Check if a word sequence follows a single-letter pattern.

Open problem
Constraints
  • 1 <= |pattern| <= 300
  • Words are lowercase, space separated

Two-way mapping

Time O(n)Space O(n)

Split the words and check the counts match the pattern length. Then map each letter to a word and each word to a letter, failing if either map already disagrees.

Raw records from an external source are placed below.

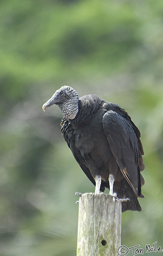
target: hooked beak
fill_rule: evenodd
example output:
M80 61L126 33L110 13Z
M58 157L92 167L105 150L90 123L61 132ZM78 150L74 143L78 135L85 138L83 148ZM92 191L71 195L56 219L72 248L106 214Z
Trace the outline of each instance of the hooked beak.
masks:
M42 109L44 112L45 112L45 110L47 108L48 108L49 106L51 106L51 105L57 103L57 100L54 96L55 95L52 95L51 98L48 99L48 101L44 103L44 104L42 105Z

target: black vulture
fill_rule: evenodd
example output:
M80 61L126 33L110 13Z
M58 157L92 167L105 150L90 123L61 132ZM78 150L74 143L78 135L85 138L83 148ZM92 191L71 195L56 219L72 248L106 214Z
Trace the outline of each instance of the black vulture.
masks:
M142 210L138 197L144 198L140 172L145 166L140 132L119 105L95 95L79 99L69 86L62 87L42 106L58 105L64 114L61 132L80 167L95 185L95 193L128 198L122 210Z

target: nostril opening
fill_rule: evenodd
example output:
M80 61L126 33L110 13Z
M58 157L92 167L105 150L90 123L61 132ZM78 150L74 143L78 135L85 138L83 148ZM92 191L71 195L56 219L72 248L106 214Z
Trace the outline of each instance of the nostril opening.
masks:
M101 244L102 244L102 245L103 245L103 246L105 246L105 245L106 245L106 244L107 244L107 242L106 241L106 240L102 240L101 241Z

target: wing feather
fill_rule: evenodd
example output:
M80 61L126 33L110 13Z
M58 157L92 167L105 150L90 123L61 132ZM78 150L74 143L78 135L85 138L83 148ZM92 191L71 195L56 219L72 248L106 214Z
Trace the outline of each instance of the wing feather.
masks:
M102 124L112 154L123 177L135 194L140 196L139 154L142 149L140 148L140 139L132 122L129 118L111 110L104 115Z

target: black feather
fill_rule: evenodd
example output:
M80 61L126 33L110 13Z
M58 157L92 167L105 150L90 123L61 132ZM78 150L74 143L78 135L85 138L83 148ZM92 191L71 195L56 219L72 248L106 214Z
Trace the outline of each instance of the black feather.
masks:
M140 132L127 112L117 104L89 95L78 100L78 112L73 120L64 118L61 132L76 160L95 185L100 175L100 190L109 188L108 176L115 179L114 191L122 202L122 211L141 210L138 197L143 197L144 169Z

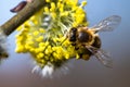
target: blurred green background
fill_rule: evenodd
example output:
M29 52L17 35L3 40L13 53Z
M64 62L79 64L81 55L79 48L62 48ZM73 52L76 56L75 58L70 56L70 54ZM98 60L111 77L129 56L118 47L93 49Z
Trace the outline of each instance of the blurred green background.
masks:
M0 25L11 18L10 12L21 0L0 1ZM81 0L80 0L81 1ZM67 75L52 79L38 73L31 74L34 65L27 54L16 54L13 33L8 37L9 60L0 65L0 87L129 87L130 86L130 1L87 0L84 8L90 26L109 15L120 15L121 24L112 33L101 33L102 48L110 52L114 67L104 67L95 58L89 61L73 60Z

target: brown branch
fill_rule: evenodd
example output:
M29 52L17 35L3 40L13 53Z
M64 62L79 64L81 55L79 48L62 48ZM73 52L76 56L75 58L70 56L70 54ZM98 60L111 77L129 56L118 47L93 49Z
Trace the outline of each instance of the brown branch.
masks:
M2 29L3 33L9 36L43 5L46 5L44 0L34 0L32 2L27 3L27 5L22 11L20 11L15 16L1 25L0 29Z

Both directions ensure a true one-to-one correspondence.

Key terms
bijection:
A pairing where each letter has a unique word and each word a unique letter.
tokenize:
Split the sentence into individual words on spaces.
bool wordPattern(const string& pattern, const string& words) {
    vector<string> ws; stringstream ss(words); string w;
    while (ss >> w) ws.push_back(w);
    if (pattern.size() != ws.size()) return false;
    unordered_map<char, string> c2w; unordered_map<string, char> w2c;
    for (size_t i = 0; i < pattern.size(); i++) {
        char c = pattern[i]; const string& word = ws[i];
        if (c2w.count(c) && c2w[c] != word) return false;
        if (w2c.count(word) && w2c[word] != c) return false;
        c2w[c] = word; w2c[word] = c;
    }
    return true;
}
Step by step
  1. Split the words string into a list; if its length differs from the pattern length, return false.
  2. For each position, take letter c and word w.
  3. If c already maps to a different word, or w already maps to a different letter, return false.
  4. Record c->w and w->c, then continue; return true if all positions agree.